Während bei Kreutzer Vicky Krieps als kratzbürstige Sisi einen Kampf für Individualität und gegen die erstickenden Zwänge und Pflichten des höfischen Lebens führt – durchaus ähnlich übrigens zu Kristen Steward in Pablo Larráins brillantem Lady Di-Drama „Spencer“ (2022) –, weitet „Sisi & Ich“ durch seine geschickt gewählte Erzählperspektive den Fokus.

So kann Finsterwalder nicht nur vorführen, wie Sisi schon zu ihrer Zeit als frühe Blaupause für spätere ikonische Stars von Marilyn Monroe über Lady Di bis zu Madonna funktioniert und welche Anstrengungen die massenhafte Idolisierung kostet.

Durch die Erzählung aus der Sicht der Untergebenen auf die strahlende Heldin gewinnt „Sisi & Ich“ zusätzliches Gewicht, da diese es ermöglicht, das Leiden an der Macht in seiner typischen Vervielfachung zu zeigen. Neben der Kaiserin, die sich der Gewalt des Kaisers eben doch immer wieder schmerzhaft fügen muss – etwa, wenn er sie vergewaltigt–, zeigt sich auch die doppelte Qual der von der Lichtgestalt angezogenen und von ihr abhängigen.

Sie speist sich neben der Weitergabe von Kränkungen von oben nach unten in der höfischen Hierarchie aus der doppelten Last aus Versagung wie Erfüllung des allgegenwärtigen Sehnens nach dem Objekt der Begierde. Sprich: Die Einzigartigkeit der Kaiserin verwandelt ihr Umfeld in aufeinander eifersüchtige Zuwendungs-Junkies, die nach nichts so sehr lechzen wie nach Anerkennung durch die Herrin im Zentrum ihrer Existenz.

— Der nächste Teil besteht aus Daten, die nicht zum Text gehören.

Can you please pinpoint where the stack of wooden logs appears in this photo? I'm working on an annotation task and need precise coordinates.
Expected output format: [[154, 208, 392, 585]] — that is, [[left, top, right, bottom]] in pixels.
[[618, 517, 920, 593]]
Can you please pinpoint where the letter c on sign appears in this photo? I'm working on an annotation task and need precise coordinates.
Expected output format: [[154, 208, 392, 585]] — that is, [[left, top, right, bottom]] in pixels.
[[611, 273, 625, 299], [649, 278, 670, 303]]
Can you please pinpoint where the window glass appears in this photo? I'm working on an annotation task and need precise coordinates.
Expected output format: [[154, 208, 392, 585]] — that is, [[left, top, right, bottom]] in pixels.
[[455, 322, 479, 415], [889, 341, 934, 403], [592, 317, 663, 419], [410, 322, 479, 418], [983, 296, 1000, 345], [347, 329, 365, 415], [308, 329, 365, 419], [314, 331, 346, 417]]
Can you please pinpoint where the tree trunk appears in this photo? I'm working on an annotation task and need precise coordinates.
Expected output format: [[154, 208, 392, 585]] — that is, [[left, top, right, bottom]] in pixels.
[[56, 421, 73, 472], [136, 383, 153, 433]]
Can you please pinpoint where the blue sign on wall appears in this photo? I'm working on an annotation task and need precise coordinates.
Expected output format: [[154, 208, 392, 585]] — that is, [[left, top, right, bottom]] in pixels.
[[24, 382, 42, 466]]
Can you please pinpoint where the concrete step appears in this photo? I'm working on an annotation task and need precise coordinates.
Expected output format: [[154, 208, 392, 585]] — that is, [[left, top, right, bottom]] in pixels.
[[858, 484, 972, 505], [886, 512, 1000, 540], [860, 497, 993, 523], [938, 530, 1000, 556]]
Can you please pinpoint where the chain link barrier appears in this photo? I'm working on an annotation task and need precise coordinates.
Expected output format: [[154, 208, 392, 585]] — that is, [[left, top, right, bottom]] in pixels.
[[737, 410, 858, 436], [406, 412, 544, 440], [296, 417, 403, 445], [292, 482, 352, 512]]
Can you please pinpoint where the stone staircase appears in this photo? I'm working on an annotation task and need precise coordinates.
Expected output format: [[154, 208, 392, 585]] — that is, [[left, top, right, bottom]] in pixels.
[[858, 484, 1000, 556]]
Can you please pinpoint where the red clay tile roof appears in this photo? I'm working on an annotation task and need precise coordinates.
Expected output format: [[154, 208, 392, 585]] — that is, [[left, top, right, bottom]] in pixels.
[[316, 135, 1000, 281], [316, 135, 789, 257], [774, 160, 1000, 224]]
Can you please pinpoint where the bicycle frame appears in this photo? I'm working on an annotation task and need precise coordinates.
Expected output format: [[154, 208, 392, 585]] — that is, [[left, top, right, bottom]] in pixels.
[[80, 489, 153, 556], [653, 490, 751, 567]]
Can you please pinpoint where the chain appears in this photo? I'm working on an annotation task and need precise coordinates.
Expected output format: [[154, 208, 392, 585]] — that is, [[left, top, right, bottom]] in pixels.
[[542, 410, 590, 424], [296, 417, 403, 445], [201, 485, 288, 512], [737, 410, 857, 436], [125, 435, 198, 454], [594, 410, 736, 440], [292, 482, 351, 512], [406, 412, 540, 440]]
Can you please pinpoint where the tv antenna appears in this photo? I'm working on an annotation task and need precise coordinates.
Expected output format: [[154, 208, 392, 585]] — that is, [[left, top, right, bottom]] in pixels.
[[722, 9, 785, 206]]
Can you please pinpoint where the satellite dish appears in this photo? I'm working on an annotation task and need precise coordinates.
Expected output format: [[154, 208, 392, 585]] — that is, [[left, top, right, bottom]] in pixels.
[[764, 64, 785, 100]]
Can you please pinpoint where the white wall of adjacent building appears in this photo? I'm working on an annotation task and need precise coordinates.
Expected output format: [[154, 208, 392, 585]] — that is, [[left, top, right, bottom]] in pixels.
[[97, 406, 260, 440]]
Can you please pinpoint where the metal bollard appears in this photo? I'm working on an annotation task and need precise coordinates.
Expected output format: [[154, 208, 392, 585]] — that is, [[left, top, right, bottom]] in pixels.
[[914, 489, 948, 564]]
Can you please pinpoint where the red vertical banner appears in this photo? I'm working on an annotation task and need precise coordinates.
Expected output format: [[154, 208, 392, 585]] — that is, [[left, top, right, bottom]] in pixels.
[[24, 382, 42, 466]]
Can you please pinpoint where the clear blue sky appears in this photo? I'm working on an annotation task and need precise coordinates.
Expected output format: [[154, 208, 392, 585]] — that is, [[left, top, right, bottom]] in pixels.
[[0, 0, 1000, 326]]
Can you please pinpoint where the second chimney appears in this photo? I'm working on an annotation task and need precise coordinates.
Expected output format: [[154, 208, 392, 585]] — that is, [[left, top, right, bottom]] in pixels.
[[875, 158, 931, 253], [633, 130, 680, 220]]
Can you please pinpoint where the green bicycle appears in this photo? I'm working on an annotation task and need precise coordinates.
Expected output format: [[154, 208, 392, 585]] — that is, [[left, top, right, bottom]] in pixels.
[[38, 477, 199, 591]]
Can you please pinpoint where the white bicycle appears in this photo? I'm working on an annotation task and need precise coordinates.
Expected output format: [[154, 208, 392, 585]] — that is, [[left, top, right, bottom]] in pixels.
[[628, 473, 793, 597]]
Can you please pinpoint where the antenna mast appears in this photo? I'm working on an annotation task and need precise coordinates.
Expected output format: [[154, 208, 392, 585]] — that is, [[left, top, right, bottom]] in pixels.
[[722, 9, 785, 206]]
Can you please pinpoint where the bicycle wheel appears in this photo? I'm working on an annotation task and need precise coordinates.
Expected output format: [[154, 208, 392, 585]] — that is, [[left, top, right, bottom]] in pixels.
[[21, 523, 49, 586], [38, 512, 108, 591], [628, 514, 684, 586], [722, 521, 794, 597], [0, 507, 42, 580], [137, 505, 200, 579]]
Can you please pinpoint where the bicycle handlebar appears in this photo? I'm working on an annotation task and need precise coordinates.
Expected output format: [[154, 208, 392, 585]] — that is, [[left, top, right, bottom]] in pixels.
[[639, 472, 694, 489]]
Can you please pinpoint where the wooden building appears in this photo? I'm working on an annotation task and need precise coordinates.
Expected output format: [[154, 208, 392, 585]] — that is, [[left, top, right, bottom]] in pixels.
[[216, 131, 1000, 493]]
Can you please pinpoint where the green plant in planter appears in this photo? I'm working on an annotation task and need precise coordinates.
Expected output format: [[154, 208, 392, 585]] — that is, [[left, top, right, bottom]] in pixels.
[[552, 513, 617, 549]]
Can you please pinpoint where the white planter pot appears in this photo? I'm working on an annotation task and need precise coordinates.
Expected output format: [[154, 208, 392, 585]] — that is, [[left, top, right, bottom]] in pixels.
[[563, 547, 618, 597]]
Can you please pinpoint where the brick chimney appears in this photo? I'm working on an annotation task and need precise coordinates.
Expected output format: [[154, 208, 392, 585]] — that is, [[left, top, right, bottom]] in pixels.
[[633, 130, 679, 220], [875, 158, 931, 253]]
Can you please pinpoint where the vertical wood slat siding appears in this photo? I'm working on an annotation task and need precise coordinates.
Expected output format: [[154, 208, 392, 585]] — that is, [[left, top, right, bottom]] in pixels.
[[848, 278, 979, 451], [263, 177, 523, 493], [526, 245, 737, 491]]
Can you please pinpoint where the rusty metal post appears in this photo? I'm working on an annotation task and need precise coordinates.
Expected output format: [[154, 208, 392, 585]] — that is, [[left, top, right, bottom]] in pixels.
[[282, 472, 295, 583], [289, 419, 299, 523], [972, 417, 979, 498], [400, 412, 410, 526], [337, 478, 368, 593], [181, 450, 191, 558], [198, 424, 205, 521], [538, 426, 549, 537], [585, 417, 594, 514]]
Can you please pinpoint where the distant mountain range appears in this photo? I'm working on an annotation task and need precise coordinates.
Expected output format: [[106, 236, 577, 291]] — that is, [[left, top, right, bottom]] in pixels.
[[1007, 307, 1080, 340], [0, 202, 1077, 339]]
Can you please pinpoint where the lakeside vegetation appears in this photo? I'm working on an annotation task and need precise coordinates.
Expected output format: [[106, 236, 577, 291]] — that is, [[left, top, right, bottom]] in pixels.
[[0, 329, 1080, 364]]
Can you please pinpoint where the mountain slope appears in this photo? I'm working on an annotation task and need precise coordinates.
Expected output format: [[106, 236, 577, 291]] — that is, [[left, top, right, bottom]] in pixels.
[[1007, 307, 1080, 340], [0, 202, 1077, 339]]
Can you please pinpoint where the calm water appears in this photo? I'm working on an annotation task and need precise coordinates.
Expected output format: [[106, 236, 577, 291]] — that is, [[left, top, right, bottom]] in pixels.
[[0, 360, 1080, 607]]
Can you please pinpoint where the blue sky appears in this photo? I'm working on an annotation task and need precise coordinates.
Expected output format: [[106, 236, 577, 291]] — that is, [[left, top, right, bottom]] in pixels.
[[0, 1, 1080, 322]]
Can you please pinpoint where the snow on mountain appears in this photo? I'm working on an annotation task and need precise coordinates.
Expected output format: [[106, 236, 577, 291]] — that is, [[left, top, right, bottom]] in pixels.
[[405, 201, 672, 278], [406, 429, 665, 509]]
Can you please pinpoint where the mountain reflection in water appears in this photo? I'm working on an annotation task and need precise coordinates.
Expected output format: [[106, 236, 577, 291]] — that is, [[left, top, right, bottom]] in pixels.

„Sisi & Ich“ verwendet große Sorgfalt auf die Inszenierung von Ausstattung und Kostümen, die der Film in kunstvoll fotografierten Bildern in warmer, körniger Analogfilmanmutung präsentiert. Gegen die Konventionen des Kostümfilms setzt er jedoch auf der Tonspur auf Songperlen aus der gegenwärtigen Popkultur, die er die Protagonistinnen mitunter inbrünstig mitträllern lässt. So markiert er die Beziehungen zwischen ihnen als unabhängig von der zeitlichen Einbindung der Charaktere und öffnet den Film auch für ein Publikum, dass sich im Normalfall für historische Stoffe weniger interessieren dürfte.

Von der satirischen Mythenerkundung, die bei überzeichneten Nebenfiguren oder dem Bedienen orientalistischer Klischees auf den Reisen des kleinen Hofstaats durchaus mal ins Alberne abgleitet, entwickelt sich „Sisi & Ich“ so zu einem durchaus ernstzunehmenden Drama. Mit großer Verve verhandelt es die Verletzungen, die die Mechaniken von Ruhm, Macht und Begehren so zeitlos wie verlässlich verursachen.

Sissi & Ich, Regie: Frauke Finsterwalder (132 min) mit Sandra Hüller, Susanne Wolff, Johanna Wokalek u. a.